God invites specific people to celebrate the birth of His Son. It is night. And there are these shepherds, unskilled labourers working the nightshift. These aren’t the owners of the sheep or even the people who get to work the day shift – this is the night shift. God invites them – out of everyone in the world - to witness the birth of God’s baby, who by definition is also God.

 

They come to see Him. That is how God chose to enter the world. He wanted to share a most important event with unwed teenagers and people stuck working overnight on Christmas.

 

In the Christian faith, like God did at the birth of His Son, this is who we are supposed to include and honour as well – not the rich, not the self-sufficient, not those who don’t seem to need anything – but those who are on the outside looking in. John Wesley sums it up by saying that if we are God’s people, we will love and care for all God’s people and even more we will have a preferential treatment for the poor and other people on the margins. And this, my friends, is what you are doing.


In the previous 12 months you, as part of our team,

·        have housed 21 people, who were previously homeless, in a place of their own

·        have provided people with their first ever jobs

·        provided more than 144 500 meals from our Soup Kitchen

·        provided a further 11 000 meals from our food truck

·        provided a further 5000 people with groceries

·        sent kids to camp who have never been to camp

·        given clothing and school supplies to children in need

·        provided hundreds of toys to children who would otherwise get nothing for Christmas

·        You have kept 3 940 people inside, off the streets at night; providing them with a bed, shelter, a safe place, with no in-and-out privileges so that once they are inside for the night, they stay safe for the night. You have kept them off the streets.
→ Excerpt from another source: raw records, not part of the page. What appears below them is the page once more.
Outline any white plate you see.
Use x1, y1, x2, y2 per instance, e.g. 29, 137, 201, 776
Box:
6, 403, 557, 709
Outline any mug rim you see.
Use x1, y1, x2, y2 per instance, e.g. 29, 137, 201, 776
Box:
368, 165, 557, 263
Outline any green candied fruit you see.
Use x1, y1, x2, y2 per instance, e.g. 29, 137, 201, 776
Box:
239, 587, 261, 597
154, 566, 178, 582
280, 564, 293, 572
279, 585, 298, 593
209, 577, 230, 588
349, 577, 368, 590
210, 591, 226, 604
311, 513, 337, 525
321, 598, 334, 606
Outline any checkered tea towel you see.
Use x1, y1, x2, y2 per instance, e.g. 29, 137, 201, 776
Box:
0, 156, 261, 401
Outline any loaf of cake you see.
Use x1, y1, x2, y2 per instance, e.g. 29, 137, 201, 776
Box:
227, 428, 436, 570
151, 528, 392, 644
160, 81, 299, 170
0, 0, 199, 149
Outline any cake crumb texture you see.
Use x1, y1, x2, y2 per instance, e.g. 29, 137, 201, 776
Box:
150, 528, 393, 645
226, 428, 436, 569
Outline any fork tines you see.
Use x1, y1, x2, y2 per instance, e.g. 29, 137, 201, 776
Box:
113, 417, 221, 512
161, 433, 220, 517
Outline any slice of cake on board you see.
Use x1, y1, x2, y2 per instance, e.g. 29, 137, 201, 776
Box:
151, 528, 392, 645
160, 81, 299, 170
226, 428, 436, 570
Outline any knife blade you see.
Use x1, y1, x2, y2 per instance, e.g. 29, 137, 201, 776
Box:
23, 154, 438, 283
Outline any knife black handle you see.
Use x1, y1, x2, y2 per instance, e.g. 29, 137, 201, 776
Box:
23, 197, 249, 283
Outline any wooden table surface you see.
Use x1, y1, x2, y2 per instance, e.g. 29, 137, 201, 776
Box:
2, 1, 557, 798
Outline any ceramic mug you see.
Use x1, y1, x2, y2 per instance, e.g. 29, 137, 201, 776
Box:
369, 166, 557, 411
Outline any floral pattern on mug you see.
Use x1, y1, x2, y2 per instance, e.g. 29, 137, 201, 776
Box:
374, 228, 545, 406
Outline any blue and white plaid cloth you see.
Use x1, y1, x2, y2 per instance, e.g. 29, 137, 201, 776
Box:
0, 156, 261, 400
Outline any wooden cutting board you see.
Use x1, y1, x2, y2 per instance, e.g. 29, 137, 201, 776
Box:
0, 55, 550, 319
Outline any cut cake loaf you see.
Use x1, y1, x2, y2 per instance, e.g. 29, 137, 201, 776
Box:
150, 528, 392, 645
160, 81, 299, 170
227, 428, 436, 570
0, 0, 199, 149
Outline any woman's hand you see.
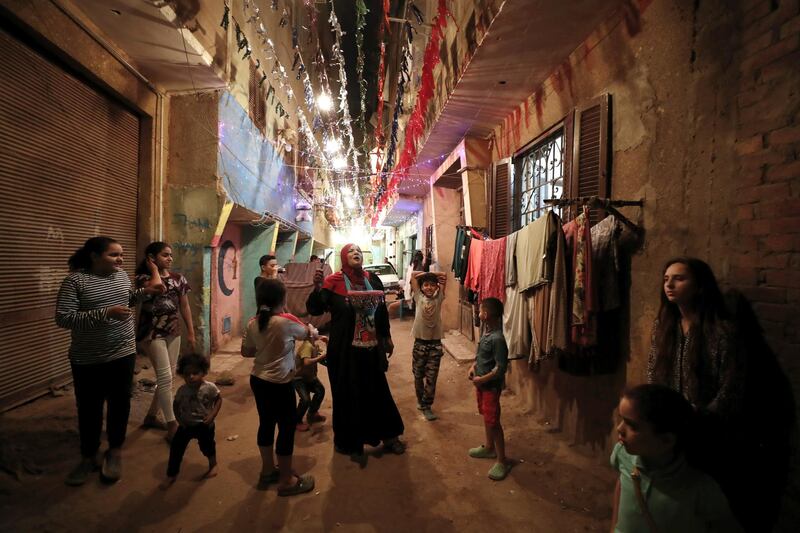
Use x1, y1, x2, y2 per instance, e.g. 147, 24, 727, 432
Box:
146, 256, 159, 273
313, 268, 324, 288
384, 338, 394, 357
107, 305, 132, 320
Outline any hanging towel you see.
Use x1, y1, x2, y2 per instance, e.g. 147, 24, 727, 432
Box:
480, 237, 507, 302
464, 238, 484, 294
515, 211, 554, 292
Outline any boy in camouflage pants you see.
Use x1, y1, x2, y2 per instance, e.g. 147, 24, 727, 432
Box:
410, 271, 447, 421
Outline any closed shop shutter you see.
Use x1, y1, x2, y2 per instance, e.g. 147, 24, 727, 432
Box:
0, 28, 140, 409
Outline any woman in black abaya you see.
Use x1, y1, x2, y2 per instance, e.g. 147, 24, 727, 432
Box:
306, 244, 405, 457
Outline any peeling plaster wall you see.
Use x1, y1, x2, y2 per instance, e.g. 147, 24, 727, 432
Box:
167, 92, 224, 354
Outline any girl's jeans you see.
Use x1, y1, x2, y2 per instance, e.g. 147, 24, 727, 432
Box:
144, 336, 181, 422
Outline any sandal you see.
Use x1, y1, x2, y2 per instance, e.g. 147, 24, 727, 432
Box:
488, 461, 511, 481
277, 474, 315, 497
257, 469, 280, 490
383, 438, 406, 455
468, 445, 497, 459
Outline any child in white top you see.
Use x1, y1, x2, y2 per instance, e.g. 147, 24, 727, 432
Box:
241, 278, 326, 496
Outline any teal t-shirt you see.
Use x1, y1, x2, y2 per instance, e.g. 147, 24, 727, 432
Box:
474, 328, 508, 390
610, 443, 742, 533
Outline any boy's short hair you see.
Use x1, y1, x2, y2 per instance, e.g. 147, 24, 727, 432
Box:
480, 297, 503, 320
623, 384, 694, 450
176, 353, 210, 376
259, 254, 276, 267
418, 272, 439, 287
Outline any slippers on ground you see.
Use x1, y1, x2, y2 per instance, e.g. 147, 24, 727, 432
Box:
488, 461, 511, 481
468, 445, 497, 459
277, 474, 315, 497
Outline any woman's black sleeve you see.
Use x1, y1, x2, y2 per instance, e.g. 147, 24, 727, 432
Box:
370, 273, 391, 338
307, 287, 330, 316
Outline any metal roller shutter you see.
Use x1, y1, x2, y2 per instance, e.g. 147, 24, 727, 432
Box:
0, 28, 140, 410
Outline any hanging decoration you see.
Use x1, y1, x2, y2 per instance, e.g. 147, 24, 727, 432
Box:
373, 22, 412, 208
220, 2, 230, 30
373, 0, 390, 151
373, 0, 450, 225
354, 0, 369, 135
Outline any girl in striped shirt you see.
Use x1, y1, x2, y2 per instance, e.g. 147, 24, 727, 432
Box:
56, 236, 163, 486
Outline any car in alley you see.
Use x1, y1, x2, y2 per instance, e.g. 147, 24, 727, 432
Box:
363, 263, 403, 298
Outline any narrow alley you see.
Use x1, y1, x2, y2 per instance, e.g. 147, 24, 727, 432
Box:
0, 317, 613, 532
0, 0, 799, 531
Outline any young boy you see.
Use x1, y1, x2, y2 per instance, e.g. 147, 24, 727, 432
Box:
294, 339, 328, 431
160, 353, 222, 489
467, 297, 510, 481
612, 384, 742, 532
410, 271, 447, 421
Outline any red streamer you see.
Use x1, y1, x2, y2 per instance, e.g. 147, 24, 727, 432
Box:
373, 0, 450, 225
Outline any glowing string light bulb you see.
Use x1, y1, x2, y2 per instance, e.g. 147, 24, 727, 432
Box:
316, 92, 333, 112
332, 156, 347, 170
324, 137, 341, 154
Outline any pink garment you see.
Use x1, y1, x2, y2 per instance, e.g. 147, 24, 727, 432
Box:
562, 211, 597, 347
480, 237, 507, 302
464, 238, 484, 294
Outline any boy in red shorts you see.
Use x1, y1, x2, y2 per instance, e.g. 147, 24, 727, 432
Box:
467, 297, 510, 481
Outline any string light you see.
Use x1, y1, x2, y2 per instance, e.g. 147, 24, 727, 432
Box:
316, 92, 333, 112
324, 137, 341, 154
332, 155, 347, 170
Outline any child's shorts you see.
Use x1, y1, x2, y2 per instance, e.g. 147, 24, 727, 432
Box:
476, 387, 501, 426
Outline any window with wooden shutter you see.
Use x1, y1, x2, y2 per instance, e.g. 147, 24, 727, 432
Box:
249, 59, 266, 133
490, 158, 512, 238
570, 94, 611, 225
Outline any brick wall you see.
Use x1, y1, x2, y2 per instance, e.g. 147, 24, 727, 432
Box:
734, 1, 800, 527
734, 0, 800, 396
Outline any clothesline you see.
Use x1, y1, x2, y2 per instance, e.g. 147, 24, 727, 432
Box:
544, 196, 643, 234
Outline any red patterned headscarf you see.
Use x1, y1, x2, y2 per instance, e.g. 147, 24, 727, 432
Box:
322, 243, 370, 296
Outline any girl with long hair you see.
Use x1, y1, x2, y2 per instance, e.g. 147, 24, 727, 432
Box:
136, 241, 195, 441
647, 257, 743, 417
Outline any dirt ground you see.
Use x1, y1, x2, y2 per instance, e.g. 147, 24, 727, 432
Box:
0, 317, 614, 532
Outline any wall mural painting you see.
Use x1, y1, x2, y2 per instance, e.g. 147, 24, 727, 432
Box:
217, 240, 238, 297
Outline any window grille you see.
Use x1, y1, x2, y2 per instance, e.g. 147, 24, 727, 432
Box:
513, 130, 565, 230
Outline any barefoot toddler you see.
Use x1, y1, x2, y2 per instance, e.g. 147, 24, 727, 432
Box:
162, 353, 221, 488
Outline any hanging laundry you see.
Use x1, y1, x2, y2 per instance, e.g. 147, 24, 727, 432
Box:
591, 215, 622, 311
464, 237, 484, 294
503, 231, 529, 360
563, 209, 597, 347
515, 211, 554, 292
451, 227, 467, 279
528, 213, 569, 368
480, 237, 506, 302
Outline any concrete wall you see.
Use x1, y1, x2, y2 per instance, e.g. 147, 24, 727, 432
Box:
167, 92, 224, 355
240, 223, 278, 331
486, 0, 800, 525
210, 223, 242, 350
When I was commissioned and ordained as an Officer in The Salvation Army, I took a sacred oath:

...To care for the poor, feed the hungry, clothe the naked. To love the unloved and befriend those who have no friends.... And, by God’s grace, to prove myself a worthy officer.

 

This we, you and I and the rest of our team, have been faithful to and, by the grace of God, will continue to do so.


Thank you.

 

My Friends you are making a difference.